Out-Law News | 19 Sep 2013 | 12:05 pm | 2 min. read

Those of "modest means" could be able to bring defamation and privacy claims without having to worry about covering the other side's court costs if they lose under proposals put forward by the Ministry of Justice (MoJ).

Its consultation proposes the introduction of qualified one-way costs shifting (QOCS) for these cases in England and Wales. Those bringing personal injury claims currently receive similar protection from legal costs.

"The rationale for introducing costs protection in these cases is quite simple: it is to ensure that meritorious cases are able to be brought or defended by the less wealthy, who should not be deterred from bringing or defending an appropriate claim through the fear of having to pay unaffordable legal costs to the other side if they lose," the MoJ said in its consultation paper.

Unlike the costs protection regime applicable in personal injury cases, the Government does not propose extending full protection to all those bringing defamation and privacy claims regardless of means. Instead, those that can afford to pay some of the costs in these cases, whether bringing or defending the claim, would be expected to do so. This is due to the number of very wealthy people, such as celebrities, who regularly feature in this type of claim; as well as the fact that the less well-off party can often be the one defending rather than bringing the claim.

As proposed, the new regime would apply differently to three groups of people, whether they are an individual or organisation bringing a relevant claim or an individual or organisation defending one. They would be split into those of 'modest' means, who would be entitled to costs protection in full; those of 'some' means, who would be entitled to capped costs; and those of 'substantial' means, who would not get any costs protection as, if ordered, they could pay the other side's costs without facing "severe financial hardship".

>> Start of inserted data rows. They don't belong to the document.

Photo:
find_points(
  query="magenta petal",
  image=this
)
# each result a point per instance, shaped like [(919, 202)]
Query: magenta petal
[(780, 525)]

Under the new regime, it would be open to parties that are not individuals to agree the costs protection position amongst themselves. If this could not be agreed, the judge would decide based on a statement of assets provided by the party claiming financial hardship. Where costs are to be capped because the party falls into the middle category, this would be done by the judge at the first judicial hearing if not agreed between the parties. Individual claimants that are not of substantial means would be entitled to the relevant level of costs protection unless they formally apply to the court to confirm that they would not suffer severe financial hardship if ordered to pay costs.

The consultation makes it clear that "very wealthy individuals or organisations", including national newspapers and publishing groups, would not be entitled to any costs protection unless they could prove "severe financial hardship". This will apply even where a national newspaper reports that it is losing money. According to the consultation, "the fact that it continues to run and pay for a substantial organisation should mean that it can afford to pay a claimant's costs without facing severe financial hardship".

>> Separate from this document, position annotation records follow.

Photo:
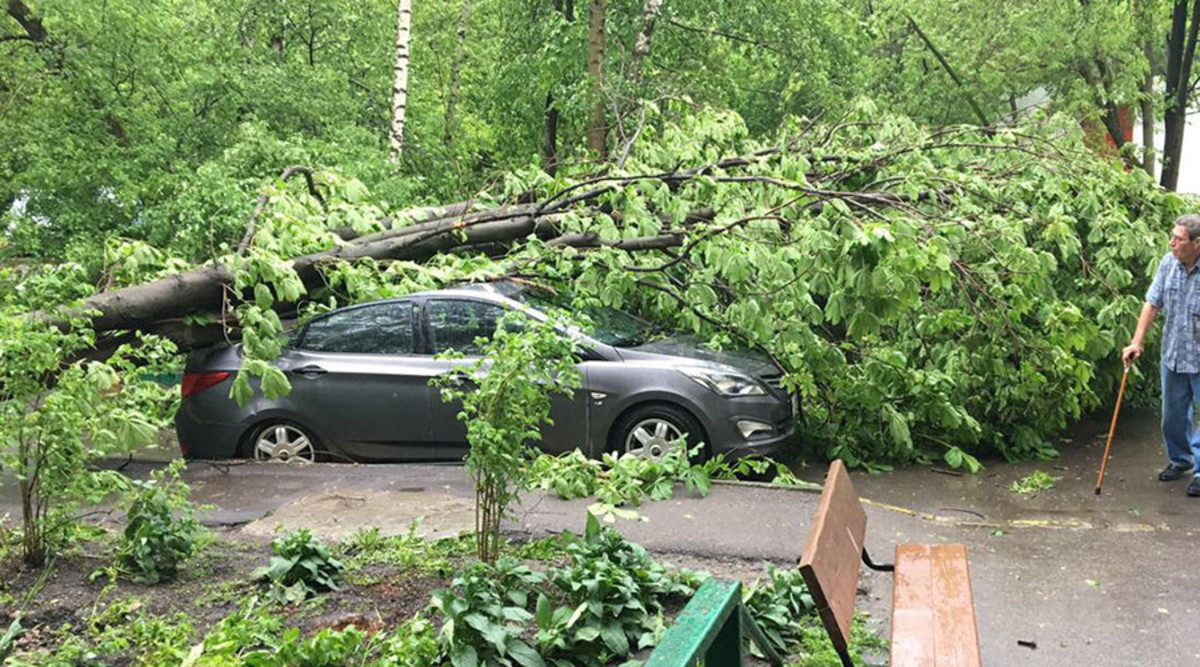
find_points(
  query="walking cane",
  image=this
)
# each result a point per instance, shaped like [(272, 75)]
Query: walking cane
[(1113, 430)]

Judges would be able to order any costs protection order to be set aside under the same circumstances as is currently the case in personal injury cases. Grounds include dishonest claims or proceedings brought without reasonable grounds; abuse of court process; or obstruction or attempted disruption of court proceedings. Parties could also face sanctions if they do not comply with the Pre-Action Protocol for Defamation and the costs budgeting rules that apply to all civil court cases.

The consultation closes on 8 November. It is proposed that the new costs regime would take effect through an update to the Civil Procedure Rules (CPR) in April 2014.